Lord Maginnis is an independent member of the UK House of Lords and prominent member of the British Parliamentary Committee for Iran Freedom (BPCIF), www.iran-freedom.org.

He writes that the apparent embrace of an Iranian role in Syria is only one example of Iranian Aggression. Zarif’s visit to London will highlight this, but it will also serve as a reminder of the much broader set of problems that were emphasised by Iranian dissidents and European human rights activists who protested against Rouhani’s four-day European tour.

In the desire for economic benefits, he is of the opinion that the Western governments have chosen oil over what is diplomatically prudent. He writes, “It certainly cannot be prudent policy to accept any Iranian influence in Syria, given that Iran’s all-out support for Assad has only served to make the Syrian Civil War, longer, bloodier, and a greater source of the instability that is plaguing the region and now enveloping Europe, through the ensuing refugee crisis.” He says that Assad’s crimes and the support of Iran-backed Shiite militias has only intensified the sectarian conflict. Furthermore, it is in large part because of this that Daesh has been so successful in spreading its propaganda among Sunnis who are living in Tehran’s shadow.

His stop in Paris was met by thousands of demonstrators, supporters of the People’s Mojahedin Organization of Iran (PMOI/MEK), the principal Iranian opposition and by key members of the National Council of Resistance of Iran (NCRI) led by Maryam Rajavi. He lauded her role in calling attention to the Iranian President’s ongoing and active contribution to repression, escalating executions, and political imprisonment in his country over the past three years.

Their protest reiterated a recommendation that human rights defenders have made many times in the past several months: to revive relations with the Islamic Republic had to be dependent on more than just a tiny set of changes written into the Joint Comprehensive Plan of Action.

By welcoming Rouhani or Zarif or any other representative of the clerical government ruling Iran, Western officials appear to be labouring under the misapprehension that that agreement alone represents a trend toward moderation that should have a beneficial impact upon the lives of the Iranian people and the future of the Middle East in general.

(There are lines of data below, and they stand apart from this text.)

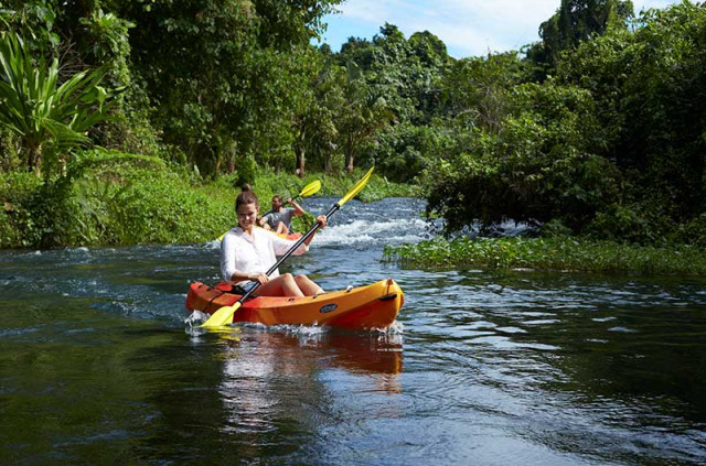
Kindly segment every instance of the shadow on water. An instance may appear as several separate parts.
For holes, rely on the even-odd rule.
[[[0,464],[704,464],[706,280],[381,263],[422,208],[351,201],[284,268],[395,278],[386,334],[184,328],[215,241],[0,251]]]

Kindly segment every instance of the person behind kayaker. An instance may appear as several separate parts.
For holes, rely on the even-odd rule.
[[[285,208],[285,204],[291,205],[291,207]],[[282,202],[282,196],[272,196],[272,208],[258,220],[258,225],[269,227],[278,235],[288,235],[291,231],[291,219],[297,215],[302,215],[304,209],[301,208],[291,197],[286,203]]]
[[[257,294],[261,296],[311,296],[323,293],[321,286],[307,275],[291,273],[279,274],[275,270],[269,277],[267,271],[277,262],[276,256],[285,254],[293,240],[280,238],[263,228],[256,228],[260,205],[249,184],[235,199],[235,214],[238,226],[231,229],[221,241],[221,273],[225,281],[232,282],[239,294],[247,293],[259,282]],[[317,221],[323,228],[327,216],[320,215]],[[295,250],[293,254],[303,254],[314,235]]]

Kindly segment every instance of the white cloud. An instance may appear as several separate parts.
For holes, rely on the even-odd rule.
[[[558,9],[559,0],[349,0],[327,39],[366,36],[357,31],[377,30],[395,24],[409,36],[418,31],[437,35],[452,56],[481,55],[488,51],[517,50],[539,40],[539,24]],[[663,8],[668,0],[633,1],[635,12],[643,8]],[[370,39],[370,36],[368,36]],[[332,43],[334,47],[340,43]]]

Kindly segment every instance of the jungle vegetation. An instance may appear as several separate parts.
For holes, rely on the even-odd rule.
[[[447,234],[706,246],[704,3],[560,0],[466,58],[387,23],[333,51],[339,3],[0,1],[0,247],[193,240],[140,231],[220,218],[213,183],[371,165]]]

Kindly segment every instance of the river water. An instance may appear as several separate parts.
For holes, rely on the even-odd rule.
[[[191,328],[215,241],[1,251],[0,464],[706,464],[706,280],[382,263],[422,208],[352,201],[282,268],[394,278],[387,333]]]

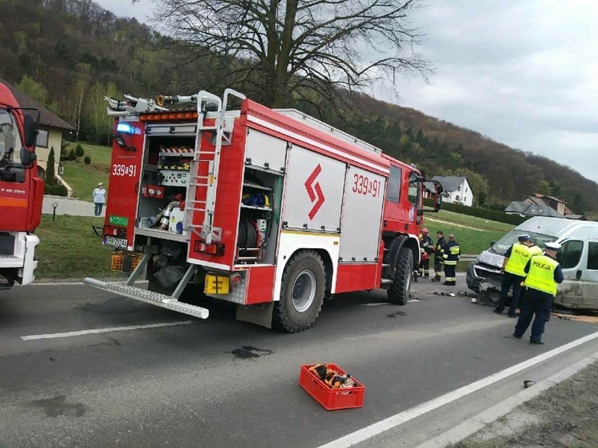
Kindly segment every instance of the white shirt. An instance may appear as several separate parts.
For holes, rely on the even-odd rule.
[[[106,190],[96,188],[93,190],[93,202],[96,204],[103,204],[106,202]]]

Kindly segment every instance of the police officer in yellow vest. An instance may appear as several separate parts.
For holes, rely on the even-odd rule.
[[[518,339],[525,333],[535,314],[529,342],[544,344],[542,334],[550,319],[550,307],[552,299],[557,295],[557,283],[562,283],[564,279],[563,270],[556,260],[557,252],[560,248],[558,243],[547,243],[544,253],[531,257],[524,269],[527,274],[525,278],[527,292],[513,333]]]
[[[505,254],[503,262],[503,279],[500,287],[500,298],[494,308],[496,314],[503,314],[505,306],[508,300],[509,290],[513,287],[513,295],[509,313],[510,318],[516,318],[515,308],[519,301],[521,292],[521,282],[525,278],[524,268],[529,261],[530,257],[542,253],[542,250],[531,242],[529,235],[520,235],[519,242],[513,244]]]

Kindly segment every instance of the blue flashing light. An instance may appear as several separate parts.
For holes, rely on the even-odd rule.
[[[128,134],[129,135],[132,135],[133,134],[140,134],[141,130],[138,129],[128,123],[119,123],[117,125],[117,132],[120,134]]]

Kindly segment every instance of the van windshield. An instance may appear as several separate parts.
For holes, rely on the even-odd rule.
[[[490,248],[490,252],[504,255],[507,253],[509,247],[510,247],[512,244],[517,242],[520,235],[529,235],[530,237],[531,237],[532,242],[536,245],[539,246],[542,250],[544,249],[544,246],[547,243],[555,241],[557,240],[556,236],[514,229],[495,243]]]

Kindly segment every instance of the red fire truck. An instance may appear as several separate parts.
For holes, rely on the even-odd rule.
[[[205,294],[291,332],[339,293],[384,288],[406,304],[423,215],[414,166],[231,89],[106,100],[117,118],[104,244],[143,255],[126,283],[87,285],[202,318],[192,299]],[[134,285],[143,273],[147,290]]]
[[[37,114],[36,121],[25,111]],[[33,281],[44,181],[37,175],[35,137],[39,111],[19,107],[0,83],[0,290]]]

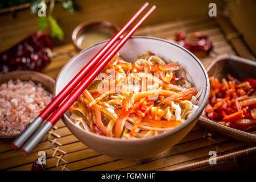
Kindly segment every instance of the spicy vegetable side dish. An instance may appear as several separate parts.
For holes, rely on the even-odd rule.
[[[166,64],[148,51],[134,63],[118,55],[70,107],[70,118],[102,135],[148,137],[190,117],[200,94],[178,63]]]
[[[210,77],[207,115],[218,123],[242,131],[256,129],[256,80],[242,81],[228,75],[222,84]]]

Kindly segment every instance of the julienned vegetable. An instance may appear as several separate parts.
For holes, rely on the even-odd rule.
[[[179,64],[165,64],[147,51],[134,63],[117,55],[71,107],[70,118],[111,137],[144,138],[168,131],[197,108],[197,90],[182,73]]]
[[[256,80],[241,82],[230,75],[222,83],[210,78],[207,116],[219,123],[243,131],[256,129]]]

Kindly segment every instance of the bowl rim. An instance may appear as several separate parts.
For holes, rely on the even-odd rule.
[[[101,19],[95,19],[83,22],[76,27],[76,28],[73,31],[72,34],[72,39],[73,43],[74,44],[75,46],[77,49],[79,49],[80,51],[82,51],[84,49],[82,47],[77,44],[78,38],[77,38],[77,36],[79,31],[80,31],[83,28],[86,28],[86,27],[89,27],[90,26],[97,24],[98,25],[101,24],[109,28],[113,28],[113,30],[115,30],[115,31],[116,31],[117,32],[120,29],[119,26],[118,26],[116,24],[110,22],[105,21]]]
[[[158,135],[154,135],[154,136],[151,136],[150,137],[147,137],[147,138],[139,138],[139,139],[126,139],[126,138],[116,138],[114,137],[109,137],[109,136],[102,136],[101,135],[98,135],[98,134],[96,134],[91,132],[88,132],[85,131],[85,130],[83,130],[82,128],[77,126],[77,125],[76,125],[68,117],[68,116],[65,114],[65,113],[62,116],[61,119],[63,121],[64,123],[65,123],[65,125],[67,126],[66,123],[65,123],[65,119],[67,119],[67,121],[71,123],[71,125],[73,125],[73,126],[74,126],[75,127],[76,127],[77,129],[79,130],[80,130],[81,132],[85,132],[86,133],[86,134],[90,135],[92,136],[94,136],[96,137],[97,138],[98,138],[98,139],[108,139],[108,140],[112,140],[112,142],[124,142],[124,143],[130,143],[130,142],[134,142],[134,143],[141,143],[141,142],[143,141],[151,141],[151,140],[155,140],[155,139],[160,139],[161,138],[165,138],[166,136],[171,135],[172,134],[174,134],[174,133],[176,133],[177,131],[178,131],[179,130],[180,130],[181,129],[183,129],[183,128],[184,128],[185,126],[187,126],[187,125],[188,125],[189,124],[190,124],[192,121],[195,121],[195,119],[197,119],[199,118],[199,117],[200,116],[201,114],[203,113],[203,111],[204,111],[204,107],[206,106],[207,104],[207,102],[208,101],[208,97],[209,97],[209,92],[210,92],[210,83],[209,83],[209,77],[207,74],[207,72],[206,71],[205,68],[204,68],[204,67],[203,66],[203,64],[201,63],[201,61],[199,60],[199,59],[196,57],[196,56],[195,56],[191,52],[190,52],[189,51],[187,50],[187,49],[185,49],[185,48],[181,47],[180,45],[178,45],[174,42],[171,42],[164,39],[160,39],[160,38],[154,38],[154,37],[151,37],[151,36],[131,36],[130,39],[151,39],[151,40],[156,40],[156,41],[160,41],[160,42],[163,42],[164,43],[168,43],[168,44],[171,44],[172,46],[176,46],[181,49],[183,49],[184,51],[186,52],[187,53],[188,53],[191,56],[192,56],[195,60],[196,61],[197,63],[197,64],[199,64],[200,67],[201,67],[201,68],[203,70],[203,72],[204,73],[204,77],[205,79],[206,79],[206,87],[205,87],[205,92],[204,94],[204,96],[201,96],[200,97],[204,97],[204,98],[203,100],[202,101],[202,104],[201,104],[200,106],[199,106],[199,108],[196,110],[196,112],[191,116],[191,117],[190,117],[189,118],[188,118],[188,119],[187,119],[186,121],[185,121],[185,122],[183,122],[182,123],[181,123],[180,125],[179,125],[179,126],[174,127],[174,129],[170,130],[169,131],[160,133]],[[79,52],[77,54],[76,54],[75,56],[74,56],[68,63],[66,63],[66,64],[65,64],[65,65],[62,68],[62,69],[60,70],[60,72],[59,73],[56,81],[55,81],[55,88],[54,88],[54,95],[56,95],[56,85],[58,83],[58,82],[59,81],[59,78],[63,71],[63,70],[68,67],[68,65],[70,65],[72,61],[73,60],[75,60],[75,59],[76,59],[76,57],[77,56],[79,56],[79,55],[80,55],[82,53],[84,53],[84,52],[88,51],[89,49],[91,49],[93,48],[94,48],[96,46],[98,46],[100,44],[102,44],[104,43],[107,43],[109,40],[107,40],[104,42],[101,42],[100,43],[98,43],[97,44],[96,44],[93,46],[92,46],[91,47],[89,47],[81,51],[80,51],[80,52]],[[68,128],[68,127],[67,126],[67,127]]]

But nothing could be further from the truth. “The ongoing human rights abuses, regional intrusions, and anti-Western rhetoric that pours out of Tehran make it clear that Iran has no more place in global affairs today than it did during the last 37 years, when the Islamic fundamentalists seized control of the capital and installed a government that has sought to export political upheaval.”

Iran must not be encouraged, and western governments must take a stand against these tyrants.